In 1958, Dikran Tata built the first computer for his student, made of electromechanical switches from a broken phone. That made Hawking think, it was equally possible to ‘dissemble and assemble’ the Time in order to get a picture of how the Universe was born. Let’s not go into further details. As one could see, the conditions did not matter much, the physical cosmology could be studied using just a broken phone.
Aram Papoyan, the Head of Ashtarak-based Institute of Physical Studies, once told me that in dark and cold 90s, when Armenia was facing the power supply crisis, the experiments on substance absorption at the room temperature were conducted in winter. The experiment findings were later introduced in Paris.
No one believed in the results of his experiment. The European scholars though, it was incredible that the absorption process in the room (i.e. at 210C) was that slow. Then Aram Papoyan had to put the physics aside and make a brief ‘retrospective journey into the history’, explaining that there was a crisis in the country, there was neither gas nor electricity in the office premises and that the temperature in our rooms was not 210C, like they used to have, but was rather equal to 0. And we have had to live and work in those conditions. That surprised the Europeans far more than the results of the experiment, itself.

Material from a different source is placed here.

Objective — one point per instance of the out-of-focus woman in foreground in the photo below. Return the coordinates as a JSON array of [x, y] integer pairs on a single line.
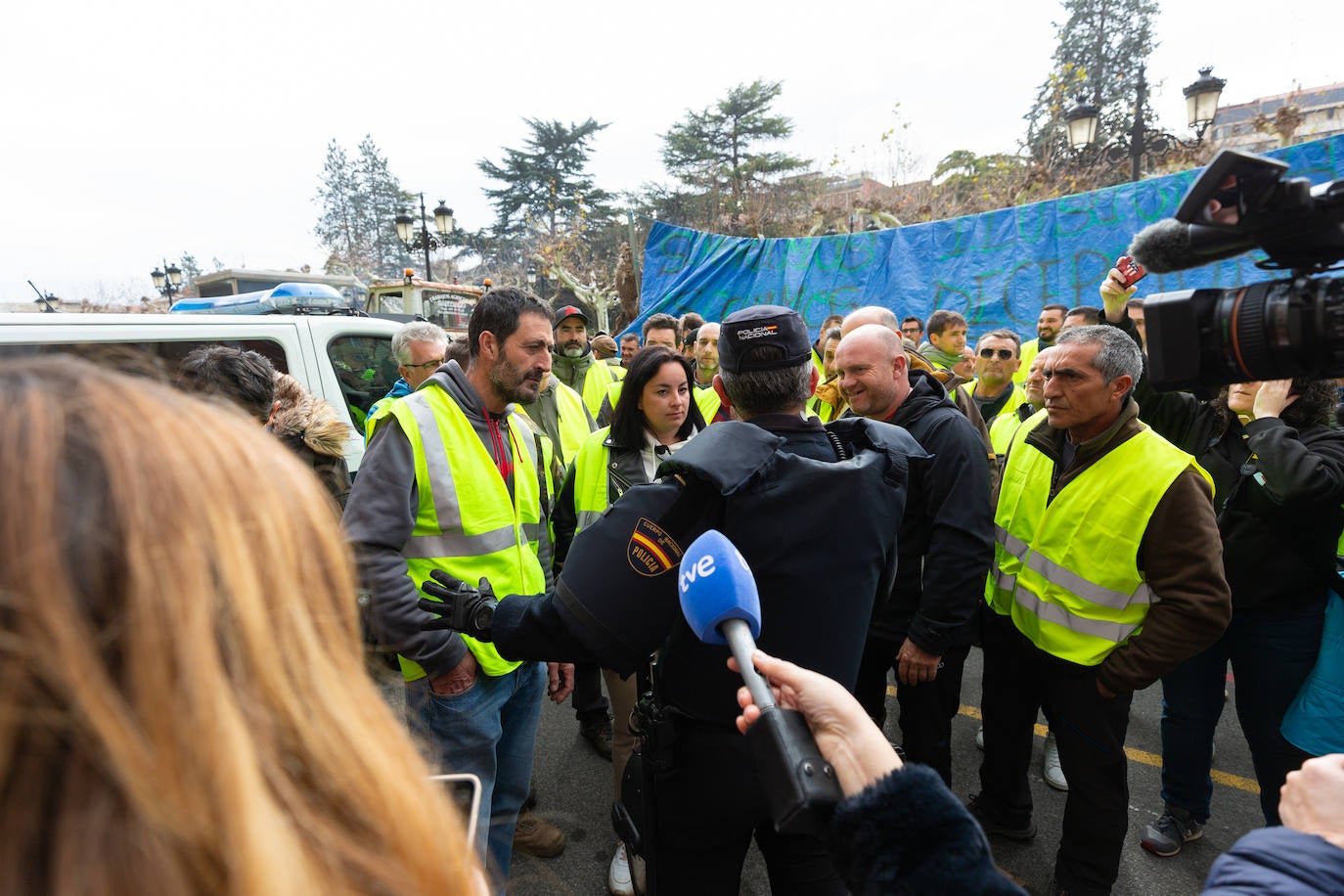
[[175, 716]]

I’m not sure, we are capable of understanding the experiment’s findings at all. Aram Papoyan spent hours, explaining me that if they succeeded, all those X-ray machines would become ‘the useless toys.’
Aram Papoyan, photo: boon.am
He told me about that in July, in the Institute’s apricot orchard, where a truly ‘cosmic aroma’ hung thick in the air. It seemed really incredible that the optical refraction experiment was underway just a short walk away from us, at the crystals lab. And now, on hearing about oganesson, quinol and green chemistry, I feel as if I am in Ashtarak apricot orchard.